Defensiveness, Passivity, or Apologetically
Now I had a choice: respond with defensiveness, respond with passivity, or respond apologetically. I probably could have justified responding with defensiveness. Both the water bottle and rock were accidents and there is inherent risk when you go rock climbing — that’s why we wear helmets! I could have also simply yelled down, “Sorry,” and then out of embarrassment and shame, ran away to avoid their condoning glances and judgments about my character. Defensiveness though typically hurts relationships, passivity avoids mending relationships, but apologizing begins the healing process. I chose to respond apologetically.
How to Honestly Ask for Forgiveness
An apology is only as good as how it is delivered. Someone saying, “I’m sorry” with a curled, Grinch-like smile and looking at the ground, probably doesn’t mean the words they are saying. On the other hand, a person looking into the eyes of the one they have wronged and sincerely apologizing for what has happened can make the grievance vanish. There are many ways to ensure your apology is honest and sincere, but more than likely it will include these things:
A statement of the negative actions — “I was wrong to…”
A tentative reflection of feeling — “I imagine you feel…”
A statement of regret — “I regret…”
A specific suggestion of how you will try to make things right — “I intend to…”

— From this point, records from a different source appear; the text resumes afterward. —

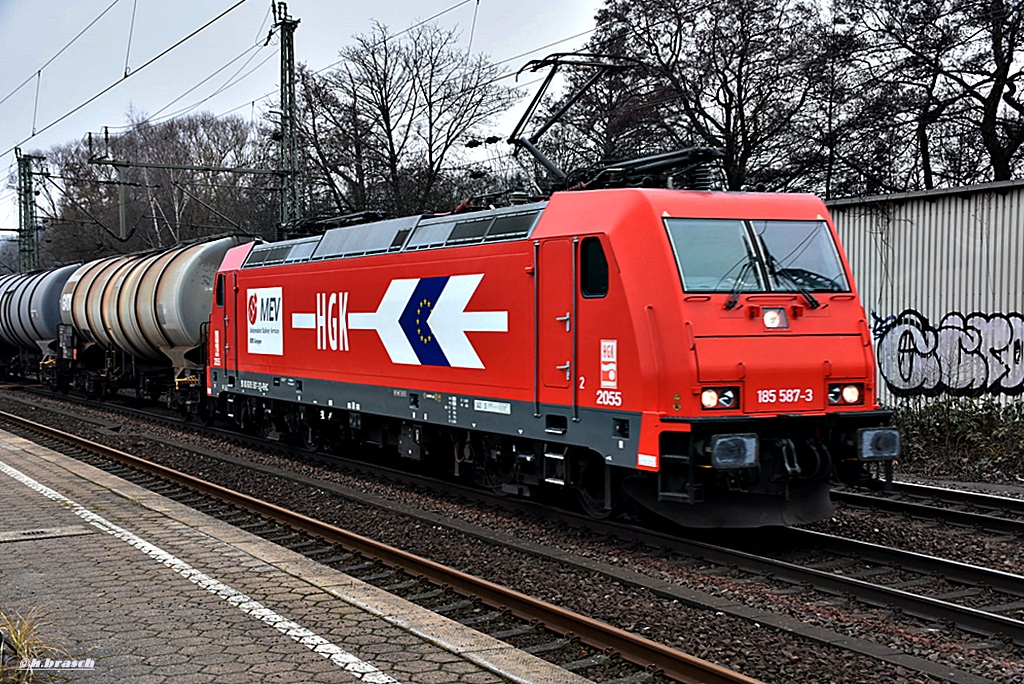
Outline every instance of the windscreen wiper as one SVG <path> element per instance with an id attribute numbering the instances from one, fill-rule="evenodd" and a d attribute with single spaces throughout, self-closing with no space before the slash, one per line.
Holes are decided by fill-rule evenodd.
<path id="1" fill-rule="evenodd" d="M 736 308 L 736 305 L 740 303 L 740 292 L 743 291 L 743 281 L 754 268 L 754 258 L 747 255 L 747 261 L 740 267 L 740 272 L 736 274 L 736 282 L 733 283 L 732 290 L 729 292 L 729 301 L 725 303 L 725 310 L 731 311 Z"/>
<path id="2" fill-rule="evenodd" d="M 765 255 L 768 257 L 768 271 L 773 276 L 782 276 L 790 283 L 792 283 L 793 287 L 796 288 L 796 291 L 803 295 L 804 299 L 807 300 L 807 306 L 811 307 L 812 309 L 817 309 L 819 306 L 821 306 L 821 303 L 814 298 L 814 295 L 811 294 L 810 290 L 808 290 L 806 287 L 800 284 L 800 281 L 797 280 L 796 277 L 789 272 L 788 268 L 783 268 L 782 264 L 779 263 L 778 259 L 773 257 L 767 249 L 765 249 Z"/>

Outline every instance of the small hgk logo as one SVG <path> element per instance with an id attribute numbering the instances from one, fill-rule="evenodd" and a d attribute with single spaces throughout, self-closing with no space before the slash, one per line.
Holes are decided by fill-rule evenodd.
<path id="1" fill-rule="evenodd" d="M 618 340 L 601 340 L 601 387 L 603 389 L 618 389 L 618 346 Z"/>

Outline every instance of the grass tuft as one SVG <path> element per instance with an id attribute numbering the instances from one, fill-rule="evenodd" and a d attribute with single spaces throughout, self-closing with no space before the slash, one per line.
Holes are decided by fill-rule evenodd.
<path id="1" fill-rule="evenodd" d="M 44 639 L 43 631 L 48 625 L 43 612 L 37 608 L 27 615 L 0 611 L 0 684 L 35 681 L 37 673 L 19 667 L 22 658 L 45 659 L 67 655 Z"/>
<path id="2" fill-rule="evenodd" d="M 941 397 L 903 399 L 900 469 L 981 482 L 1024 482 L 1024 402 Z"/>

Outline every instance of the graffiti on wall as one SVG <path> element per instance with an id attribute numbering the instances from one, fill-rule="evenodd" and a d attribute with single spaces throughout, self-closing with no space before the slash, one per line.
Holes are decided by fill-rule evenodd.
<path id="1" fill-rule="evenodd" d="M 913 309 L 874 313 L 878 369 L 897 396 L 1024 393 L 1024 316 L 948 313 L 937 325 Z"/>

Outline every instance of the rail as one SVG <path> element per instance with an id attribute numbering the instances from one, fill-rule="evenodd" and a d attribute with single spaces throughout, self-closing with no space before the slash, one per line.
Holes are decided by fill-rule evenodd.
<path id="1" fill-rule="evenodd" d="M 485 579 L 469 575 L 429 559 L 407 553 L 362 535 L 343 530 L 280 506 L 247 496 L 217 484 L 153 463 L 132 454 L 91 442 L 83 437 L 35 423 L 0 411 L 0 420 L 60 440 L 74 447 L 158 475 L 177 484 L 226 501 L 247 511 L 266 516 L 293 529 L 336 543 L 380 562 L 422 575 L 467 596 L 503 608 L 514 615 L 538 620 L 553 631 L 572 635 L 582 643 L 608 649 L 632 663 L 657 671 L 685 684 L 758 684 L 758 680 L 709 663 L 663 644 L 532 598 Z"/>

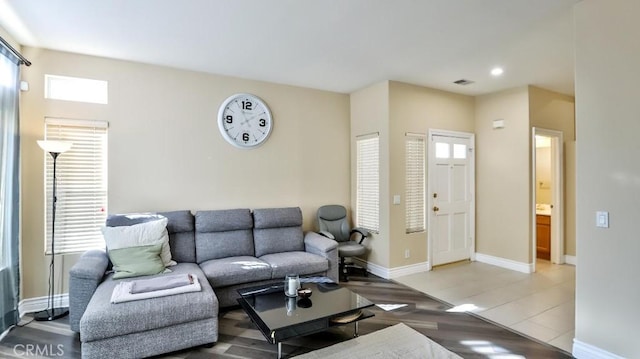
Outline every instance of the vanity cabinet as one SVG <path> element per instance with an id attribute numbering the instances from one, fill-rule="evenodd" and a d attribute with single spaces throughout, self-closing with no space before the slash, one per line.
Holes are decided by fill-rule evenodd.
<path id="1" fill-rule="evenodd" d="M 540 259 L 551 259 L 551 216 L 536 215 L 536 247 Z"/>

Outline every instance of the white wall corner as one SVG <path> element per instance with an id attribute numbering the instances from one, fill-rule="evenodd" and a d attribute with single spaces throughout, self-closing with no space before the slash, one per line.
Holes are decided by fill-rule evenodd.
<path id="1" fill-rule="evenodd" d="M 511 259 L 494 257 L 488 254 L 476 253 L 476 261 L 522 273 L 533 273 L 533 263 L 522 263 Z"/>
<path id="2" fill-rule="evenodd" d="M 565 255 L 564 262 L 573 266 L 578 265 L 578 258 L 576 256 Z"/>
<path id="3" fill-rule="evenodd" d="M 621 356 L 609 353 L 575 338 L 573 339 L 573 352 L 571 354 L 578 359 L 624 359 Z"/>
<path id="4" fill-rule="evenodd" d="M 48 297 L 36 297 L 23 299 L 18 303 L 18 314 L 20 318 L 26 313 L 39 312 L 47 309 Z M 69 307 L 69 293 L 56 294 L 53 296 L 54 308 L 66 308 Z"/>

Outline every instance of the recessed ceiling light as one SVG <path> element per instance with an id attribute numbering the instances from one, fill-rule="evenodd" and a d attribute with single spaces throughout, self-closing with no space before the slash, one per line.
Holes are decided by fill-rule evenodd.
<path id="1" fill-rule="evenodd" d="M 491 69 L 491 74 L 493 76 L 500 76 L 502 75 L 503 72 L 504 70 L 502 69 L 502 67 L 494 67 Z"/>

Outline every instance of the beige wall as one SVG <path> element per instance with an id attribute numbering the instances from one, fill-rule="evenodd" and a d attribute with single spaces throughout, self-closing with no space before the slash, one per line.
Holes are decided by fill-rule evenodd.
<path id="1" fill-rule="evenodd" d="M 575 100 L 572 96 L 529 86 L 531 126 L 562 131 L 565 142 L 575 141 Z"/>
<path id="2" fill-rule="evenodd" d="M 536 203 L 551 203 L 551 147 L 536 148 Z"/>
<path id="3" fill-rule="evenodd" d="M 638 1 L 575 6 L 576 339 L 624 358 L 640 357 L 638 14 Z"/>
<path id="4" fill-rule="evenodd" d="M 366 243 L 367 260 L 385 268 L 427 260 L 426 234 L 408 235 L 404 228 L 405 133 L 475 131 L 476 249 L 530 261 L 528 94 L 536 88 L 473 98 L 383 81 L 343 95 L 34 48 L 25 51 L 34 66 L 23 74 L 31 85 L 23 93 L 22 109 L 22 260 L 30 263 L 23 268 L 23 298 L 46 292 L 44 154 L 35 144 L 43 137 L 45 116 L 109 121 L 111 213 L 291 205 L 302 207 L 305 229 L 315 229 L 313 218 L 320 205 L 350 204 L 353 212 L 355 139 L 378 132 L 380 233 Z M 45 73 L 108 80 L 110 103 L 44 100 Z M 257 94 L 274 114 L 274 132 L 258 149 L 236 149 L 217 129 L 218 106 L 236 92 Z M 546 92 L 540 93 L 544 104 Z M 547 113 L 544 105 L 540 108 L 540 113 Z M 505 129 L 491 128 L 498 118 L 505 120 Z M 401 195 L 401 205 L 391 204 L 395 194 Z M 575 244 L 567 244 L 567 253 L 572 247 Z M 410 258 L 404 258 L 406 249 Z M 66 273 L 76 259 L 77 255 L 60 258 L 57 292 L 66 291 Z"/>
<path id="5" fill-rule="evenodd" d="M 427 261 L 427 234 L 405 232 L 405 134 L 429 129 L 473 132 L 473 97 L 384 81 L 351 94 L 352 208 L 356 136 L 380 133 L 380 233 L 368 240 L 368 262 L 392 269 Z M 401 204 L 393 205 L 394 195 Z M 405 258 L 405 250 L 410 257 Z"/>
<path id="6" fill-rule="evenodd" d="M 388 201 L 391 202 L 394 195 L 401 198 L 400 205 L 391 205 L 389 217 L 389 265 L 395 268 L 427 261 L 427 233 L 407 234 L 405 228 L 405 134 L 427 135 L 429 129 L 473 132 L 474 100 L 471 96 L 392 81 L 389 106 Z M 405 250 L 409 250 L 409 258 L 405 258 Z"/>
<path id="7" fill-rule="evenodd" d="M 531 129 L 527 87 L 478 96 L 476 251 L 531 262 Z M 493 129 L 493 121 L 505 127 Z"/>
<path id="8" fill-rule="evenodd" d="M 14 49 L 20 51 L 20 44 L 16 40 L 14 40 L 13 37 L 9 35 L 9 33 L 2 26 L 0 26 L 0 36 L 5 39 L 5 41 L 7 41 L 9 45 L 13 46 Z"/>
<path id="9" fill-rule="evenodd" d="M 22 298 L 44 296 L 44 117 L 109 122 L 109 212 L 300 206 L 314 229 L 323 204 L 350 201 L 349 96 L 166 67 L 26 48 L 23 79 Z M 109 81 L 109 104 L 45 100 L 44 74 Z M 270 106 L 274 129 L 253 150 L 224 141 L 216 116 L 229 95 Z M 66 292 L 76 255 L 62 256 Z"/>
<path id="10" fill-rule="evenodd" d="M 389 267 L 389 82 L 383 81 L 351 94 L 351 208 L 356 208 L 356 140 L 380 135 L 380 231 L 364 242 L 368 262 Z M 354 222 L 355 223 L 355 222 Z"/>
<path id="11" fill-rule="evenodd" d="M 561 131 L 564 139 L 564 228 L 565 254 L 575 255 L 575 100 L 572 96 L 529 86 L 531 126 Z"/>

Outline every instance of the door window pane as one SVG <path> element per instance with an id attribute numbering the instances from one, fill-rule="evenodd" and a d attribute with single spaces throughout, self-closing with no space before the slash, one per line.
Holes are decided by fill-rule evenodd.
<path id="1" fill-rule="evenodd" d="M 449 144 L 444 142 L 436 142 L 436 158 L 451 157 Z"/>
<path id="2" fill-rule="evenodd" d="M 465 159 L 467 158 L 467 145 L 454 144 L 453 145 L 453 158 Z"/>

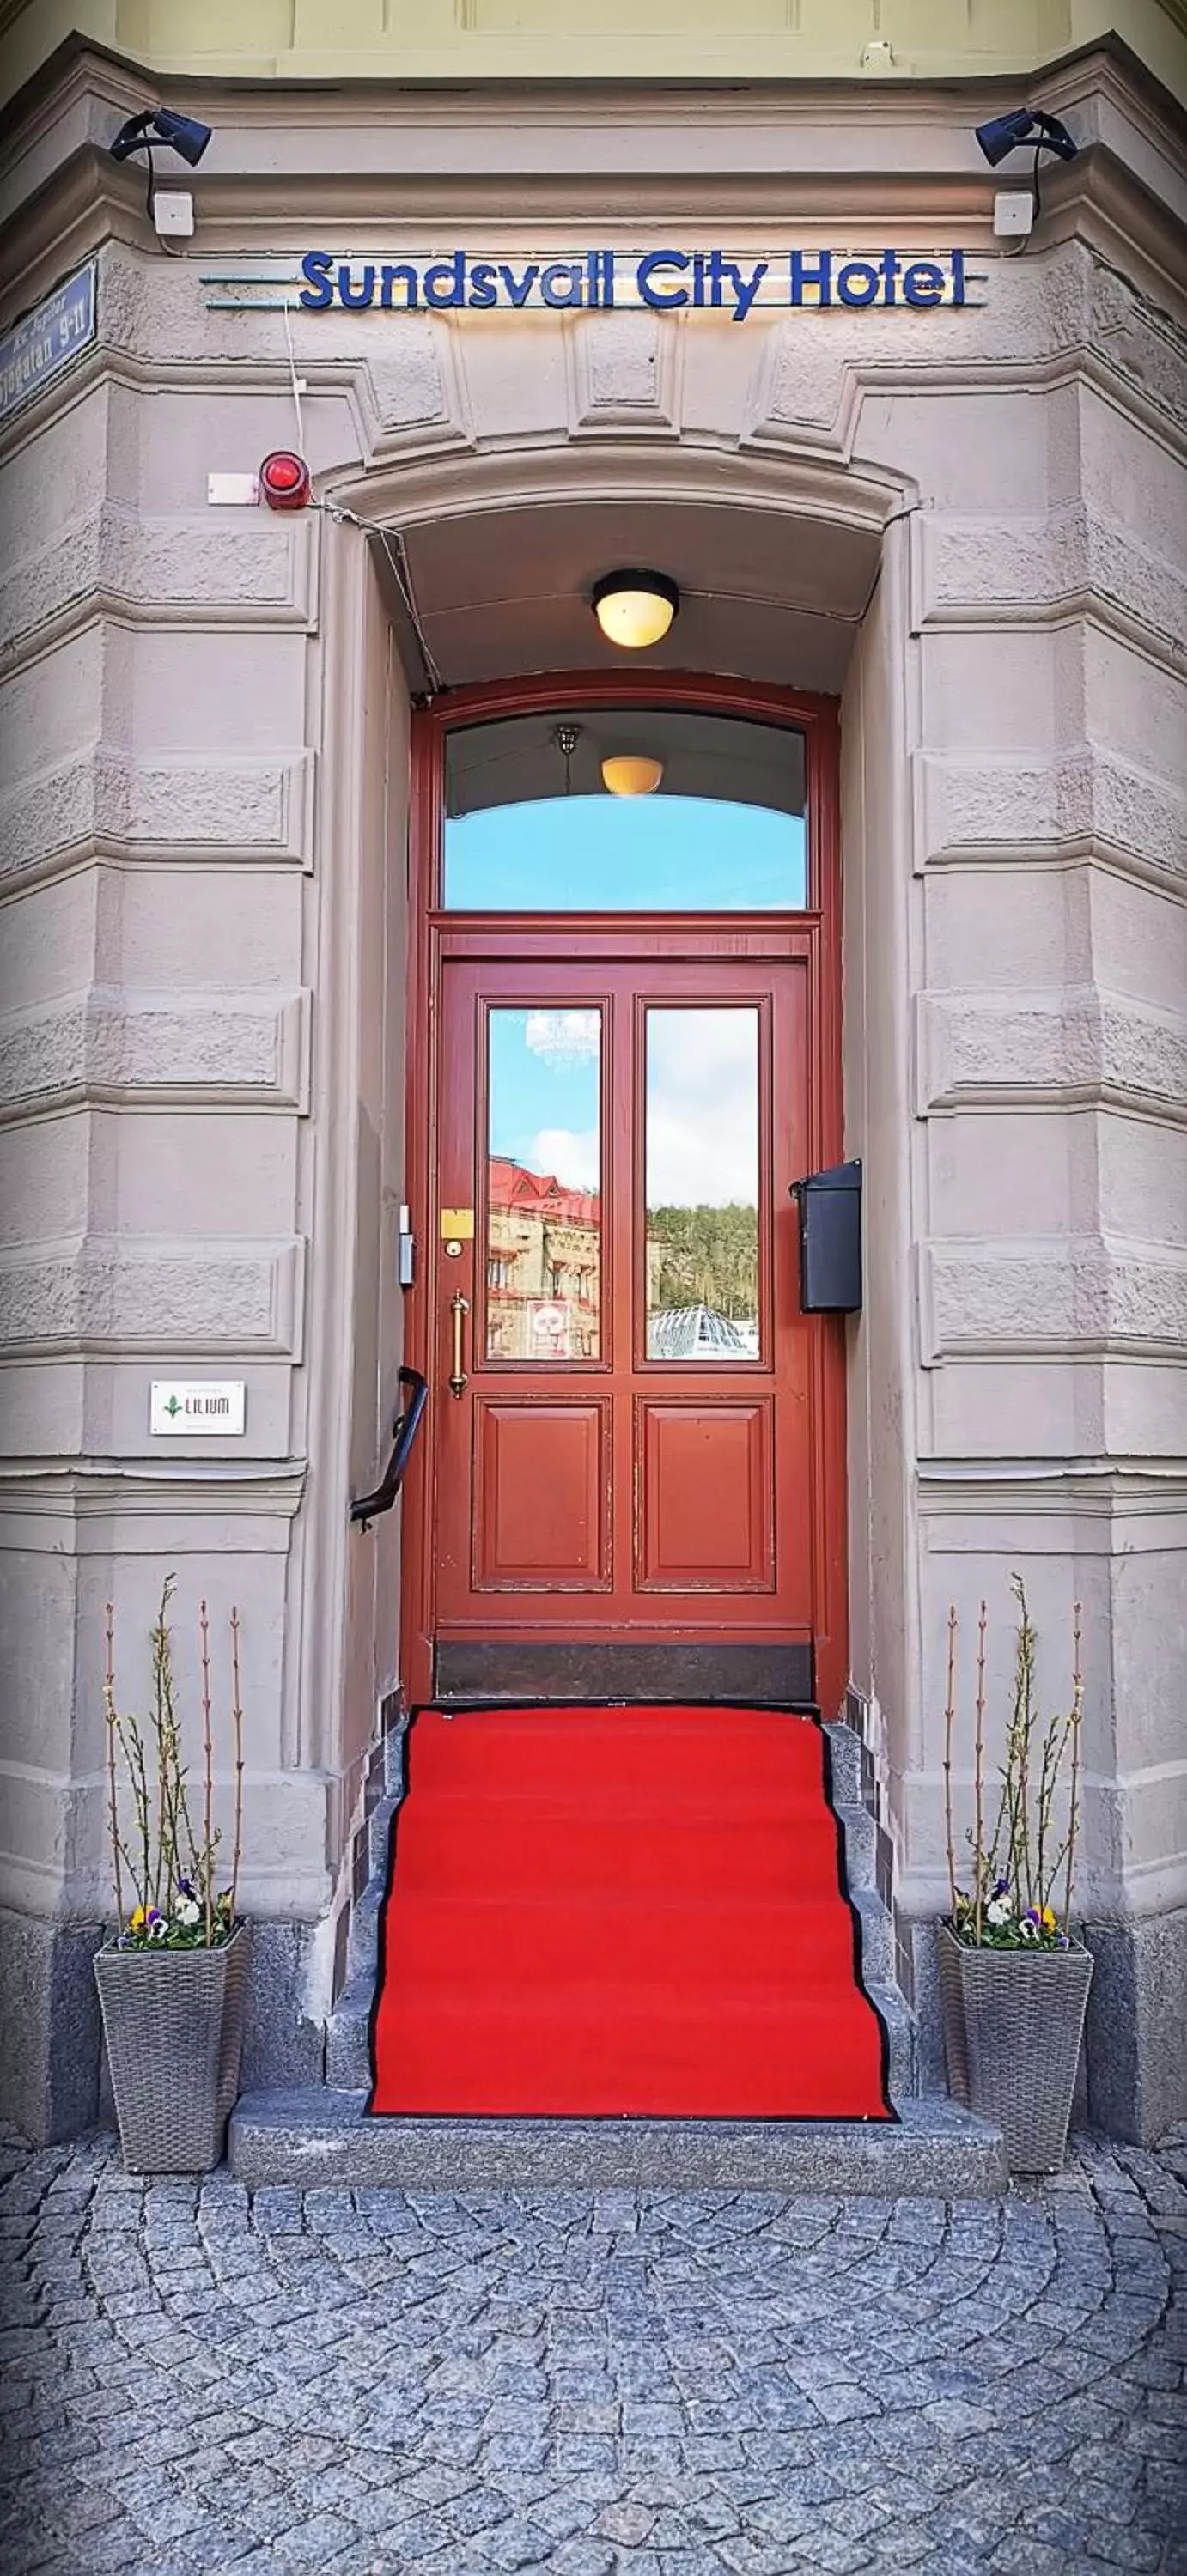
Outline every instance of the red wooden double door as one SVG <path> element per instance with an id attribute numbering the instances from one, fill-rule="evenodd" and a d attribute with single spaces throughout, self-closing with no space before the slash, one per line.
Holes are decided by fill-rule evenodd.
<path id="1" fill-rule="evenodd" d="M 427 911 L 418 1698 L 839 1700 L 844 1328 L 800 1310 L 790 1196 L 839 1141 L 813 893 Z"/>

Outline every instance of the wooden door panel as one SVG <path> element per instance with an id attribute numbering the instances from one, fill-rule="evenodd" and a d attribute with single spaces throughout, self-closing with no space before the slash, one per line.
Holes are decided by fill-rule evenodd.
<path id="1" fill-rule="evenodd" d="M 688 1652 L 731 1642 L 749 1651 L 764 1638 L 799 1651 L 812 1633 L 819 1323 L 799 1311 L 788 1196 L 811 1162 L 808 974 L 806 945 L 789 956 L 782 936 L 766 959 L 722 955 L 716 939 L 701 956 L 685 937 L 673 955 L 657 941 L 649 954 L 615 960 L 583 954 L 575 940 L 547 961 L 476 954 L 467 933 L 443 957 L 428 1567 L 442 1670 L 446 1649 L 466 1653 L 483 1640 L 492 1653 L 500 1639 L 507 1652 L 513 1643 L 543 1652 L 549 1639 L 559 1652 L 599 1640 L 625 1649 L 664 1635 Z M 657 1012 L 660 1046 L 649 1052 Z M 729 1039 L 721 1015 L 730 1012 L 753 1032 L 743 1075 L 757 1113 L 752 1105 L 743 1178 L 757 1137 L 760 1218 L 748 1268 L 739 1267 L 741 1236 L 727 1228 L 719 1258 L 712 1224 L 706 1232 L 698 1220 L 699 1231 L 682 1236 L 664 1216 L 668 1231 L 657 1232 L 648 1205 L 655 1200 L 661 1216 L 668 1208 L 681 1222 L 702 1198 L 710 1214 L 727 1206 L 720 1182 L 714 1198 L 708 1150 L 716 1120 L 720 1163 L 721 1085 L 706 1081 L 697 1047 L 702 1031 Z M 692 1015 L 687 1043 L 675 1016 L 684 1013 Z M 533 1063 L 543 1037 L 581 1054 L 595 1015 L 600 1144 L 595 1152 L 588 1142 L 584 1200 L 562 1173 L 562 1206 L 541 1179 L 554 1168 L 559 1135 L 535 1076 L 515 1140 L 521 1162 L 507 1160 L 512 1140 L 491 1108 L 491 1050 L 503 1051 L 505 1091 L 509 1039 L 527 1043 Z M 666 1091 L 654 1079 L 661 1059 Z M 686 1060 L 699 1067 L 699 1090 L 694 1082 L 681 1101 Z M 742 1078 L 737 1066 L 732 1078 Z M 570 1070 L 565 1080 L 571 1090 L 576 1076 Z M 669 1125 L 673 1102 L 685 1118 L 681 1159 L 669 1164 L 673 1187 L 685 1193 L 674 1208 L 662 1174 L 658 1192 L 649 1186 L 657 1099 L 655 1114 Z M 577 1123 L 590 1124 L 580 1102 Z M 442 1250 L 445 1210 L 473 1227 L 453 1257 Z M 747 1310 L 751 1279 L 757 1303 Z M 465 1383 L 455 1398 L 459 1294 L 468 1301 Z M 725 1302 L 715 1307 L 715 1298 Z M 564 1310 L 565 1329 L 546 1337 L 554 1310 Z M 724 1334 L 703 1329 L 714 1312 L 733 1319 Z M 688 1326 L 674 1338 L 673 1314 Z M 689 1319 L 698 1316 L 694 1329 Z"/>
<path id="2" fill-rule="evenodd" d="M 644 1399 L 639 1415 L 639 1590 L 772 1592 L 771 1399 Z"/>
<path id="3" fill-rule="evenodd" d="M 608 1412 L 530 1390 L 476 1399 L 475 1591 L 607 1589 Z"/>

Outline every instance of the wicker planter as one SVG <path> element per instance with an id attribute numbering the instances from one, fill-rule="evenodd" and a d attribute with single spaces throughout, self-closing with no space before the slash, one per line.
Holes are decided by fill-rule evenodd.
<path id="1" fill-rule="evenodd" d="M 129 2173 L 209 2173 L 239 2091 L 251 1934 L 217 1950 L 95 1959 L 120 2145 Z"/>
<path id="2" fill-rule="evenodd" d="M 1057 2173 L 1067 2147 L 1092 1959 L 975 1950 L 937 1930 L 948 2089 L 1001 2130 L 1015 2173 Z"/>

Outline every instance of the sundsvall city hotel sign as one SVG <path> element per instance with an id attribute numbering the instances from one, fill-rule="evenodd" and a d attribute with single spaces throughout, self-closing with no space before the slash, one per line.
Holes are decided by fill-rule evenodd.
<path id="1" fill-rule="evenodd" d="M 660 313 L 689 309 L 728 313 L 744 322 L 756 304 L 785 306 L 904 304 L 916 309 L 963 304 L 963 251 L 943 259 L 903 258 L 880 250 L 860 256 L 831 250 L 786 251 L 738 259 L 723 250 L 649 250 L 636 257 L 589 250 L 577 259 L 481 259 L 464 250 L 443 259 L 340 259 L 306 251 L 297 302 L 307 313 L 332 305 L 381 310 L 493 312 L 540 304 L 554 311 L 607 311 L 642 304 Z"/>
<path id="2" fill-rule="evenodd" d="M 223 269 L 204 284 L 216 307 L 287 305 L 305 313 L 712 312 L 744 322 L 755 310 L 927 312 L 980 299 L 961 250 L 585 250 L 563 258 L 491 258 L 468 250 L 392 259 L 308 250 L 294 270 Z M 265 290 L 261 292 L 260 290 Z"/>

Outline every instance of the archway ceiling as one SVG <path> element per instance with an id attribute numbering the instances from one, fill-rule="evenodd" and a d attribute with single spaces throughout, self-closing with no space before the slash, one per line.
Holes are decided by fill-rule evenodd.
<path id="1" fill-rule="evenodd" d="M 552 502 L 405 527 L 417 614 L 450 687 L 531 671 L 718 671 L 838 690 L 877 566 L 876 531 L 736 504 Z M 605 643 L 600 573 L 643 564 L 680 585 L 660 645 Z"/>

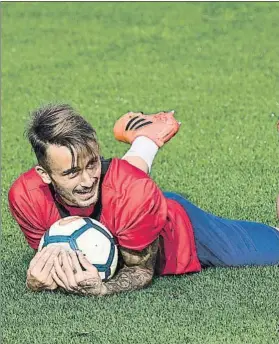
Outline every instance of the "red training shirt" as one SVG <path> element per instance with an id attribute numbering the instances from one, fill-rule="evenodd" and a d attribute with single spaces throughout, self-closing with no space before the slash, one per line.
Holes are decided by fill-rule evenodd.
<path id="1" fill-rule="evenodd" d="M 157 262 L 161 275 L 201 270 L 187 213 L 178 202 L 164 197 L 146 173 L 125 160 L 112 159 L 101 187 L 100 222 L 120 246 L 140 251 L 159 236 Z M 94 209 L 94 205 L 87 208 L 63 205 L 71 215 L 78 216 L 89 216 Z M 61 218 L 48 184 L 35 168 L 13 183 L 9 206 L 34 249 L 48 228 Z"/>

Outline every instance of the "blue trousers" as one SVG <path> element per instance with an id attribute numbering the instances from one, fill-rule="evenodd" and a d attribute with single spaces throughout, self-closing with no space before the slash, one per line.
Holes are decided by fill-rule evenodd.
<path id="1" fill-rule="evenodd" d="M 183 196 L 164 192 L 190 217 L 203 267 L 279 265 L 279 231 L 258 222 L 229 220 L 207 213 Z"/>

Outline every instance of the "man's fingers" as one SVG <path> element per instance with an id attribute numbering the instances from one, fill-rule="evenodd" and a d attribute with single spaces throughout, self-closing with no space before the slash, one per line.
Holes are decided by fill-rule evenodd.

Asking for forgiveness — “Will you forgive me?”
When you’re asking for forgiveness, keep these things in mind:
- Apologize as quickly as you can.
- Be specific about what you’ve done to wrong the other person.
- Use “I” statements to express your perspective, feelings, and regrets.
- Ask for forgiveness privately.
- Do not minimize what occurred or tell the other person how they should be feeling.
- Use good eye contact and have an open posture (avoid crossing arms or facing away from the person).
- They don’t have to forgive you. Asking for forgiveness is an honest request — one that can be denied.
- It’s not your job to convince the other person to forgive you. Sometimes forgiveness needs time.
After my verbal exchange from 50 feet away with the two people I wronged, I ran quickly around the side of the mountain so I could talk to them face to face. I was wearing sunglasses and I immediately took them off so they could see my eyes. The couple now was sitting on the ground, so to avoid being higher than them (a position of power) I sat. I asked for forgiveness by saying, “I was wrong to act recklessly and in haste when I was at the top of the climb. I was wrong to make the rock fall and for my water bottle to slip out of my bag. Both of these things endangered your safety. I imagine you feel angry, frustrated, and frightened. I regret acting so quickly and forgetting about the safety of you both. I intend to be more careful next time and if I caused any damage to you or your equipment, I will help financially. Will you forgive me?”
Asking for forgiveness and admitting you did something wrong can be terribly difficult to our pride and ego. But it is extremely humbling, rewarding, and healing for both the offender and the wronged. The couple forgave me and we were able to climb side by side without any resentment or tension between us.
Questions to Consider
Have you ever done something wrong, but avoided asking for forgiveness? How has that affected the relationship between you and that person?
Have you ever responded with defensiveness? Did defensiveness help or hurt the situation?
Are there things in your life that you have not asked forgiveness for? What are some steps you could take in mending those relationships?